Sharenting: i genitori come condivisori seriali delle foto dei figli

di Alessandro Picarone
9 Gennaio 2018

Un sano rapporto genitori-scuola dovrebbe educare i minori ad una sana condivisione e ricerca di informazioni e a mantenere relazioni sociali sane e proficue per lo sviluppo della personalità: in parte, e solo apparentemente, questa è stata la logica alla base di MsnKids, lanciata negli USA un mese fa. Tuttavia, non è tutto oro quello che luccica (qui ho espresso una serie di dubbi sull’effettiva efficacia sia di questa nuova app, sia di una presenza incontrollata dei minori sui social).

In realtà, i minori non sono soltanto presenti sui social quando spontaneamente decidono di aprirvi un profilo, con tutte le possibili conseguenze che la presenza in Rete di un minorenne senza controllo né educazione digitale comporta. La presenza dei minori, ancor di più: bambini, avviene anche quando la vanità dei genitori è talmente tanta che cominciano a voler condividere in modo seriale le foto dei rispettivi figlioli, dando così vita a un fenomeno in forte diffusione definito sharenting (termine coniato dal Wall Street Journal nel 2014).

La questione è relativa alla condivisione di immagini e video dei bambini a soli fini esibizionistici: non vedo altra spiegazione alle orde di neonati di ogni età, rigorosamente espressa in mesi, peso e sesso, che invadono le bacheche di Facebook. Varie le problematiche derivanti da una condivisione estrema delle immagini di neonati inconsapevoli del destino che li aspetta.

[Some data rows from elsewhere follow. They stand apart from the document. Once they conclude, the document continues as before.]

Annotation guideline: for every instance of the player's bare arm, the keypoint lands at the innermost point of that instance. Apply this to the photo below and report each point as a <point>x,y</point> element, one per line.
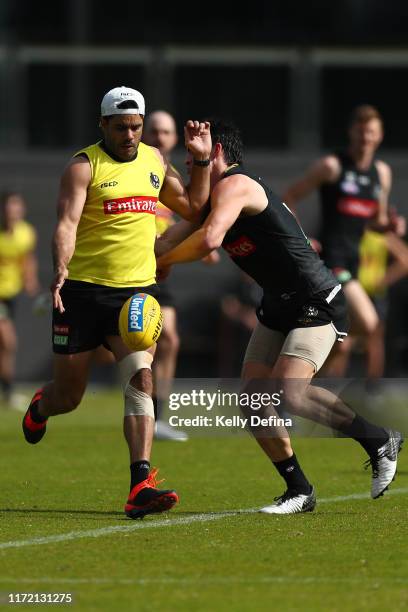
<point>173,236</point>
<point>324,170</point>
<point>188,201</point>
<point>228,199</point>
<point>71,200</point>
<point>382,221</point>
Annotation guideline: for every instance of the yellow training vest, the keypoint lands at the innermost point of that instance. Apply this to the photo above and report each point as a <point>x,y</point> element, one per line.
<point>373,262</point>
<point>116,233</point>
<point>14,246</point>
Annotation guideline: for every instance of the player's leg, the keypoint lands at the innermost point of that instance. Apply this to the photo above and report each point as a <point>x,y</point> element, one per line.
<point>164,368</point>
<point>364,321</point>
<point>262,352</point>
<point>63,394</point>
<point>364,318</point>
<point>302,356</point>
<point>138,426</point>
<point>75,334</point>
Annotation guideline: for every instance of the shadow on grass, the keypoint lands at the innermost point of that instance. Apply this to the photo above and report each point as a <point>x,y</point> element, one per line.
<point>116,514</point>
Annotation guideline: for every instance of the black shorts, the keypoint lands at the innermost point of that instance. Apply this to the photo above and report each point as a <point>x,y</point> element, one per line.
<point>8,308</point>
<point>328,306</point>
<point>91,314</point>
<point>166,294</point>
<point>343,265</point>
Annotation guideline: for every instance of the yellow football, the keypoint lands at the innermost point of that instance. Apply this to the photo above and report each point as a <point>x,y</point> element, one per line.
<point>140,321</point>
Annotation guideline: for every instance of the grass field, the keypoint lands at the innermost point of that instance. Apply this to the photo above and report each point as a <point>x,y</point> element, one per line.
<point>62,528</point>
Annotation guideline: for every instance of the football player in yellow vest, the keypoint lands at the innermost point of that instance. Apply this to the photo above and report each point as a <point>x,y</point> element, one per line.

Primo: come ricorda il Garante della privacy, i social non sarebbero al di fuori del raggio d’azione dei pedofili. Il condizionale è d’obbligo, ma è comunque meglio evitare di pubblicare compulsivamente foto di pargoli.

Secondo: le foto sono una miniera di informazioni per chi le sa guardare attentamente. I pedofili, o qualunque altro tipo di malintenzionati, possono scoprire scuole, palestre e interessi di persone indifese (quali sono per l’appunto i bambini) esponendoli a rischi per la loro sicurezza (su questo punto, e su quello precedente, si rimanda a un’inchiesta dello scorso maggio effettuata dall’Espresso). La regola aurea è, per tutti, di non condividere nulla che non mostreremmo in pubblico. Ancora meno quello che potrebbe geolocalizzare le abitudini dei vostri figli.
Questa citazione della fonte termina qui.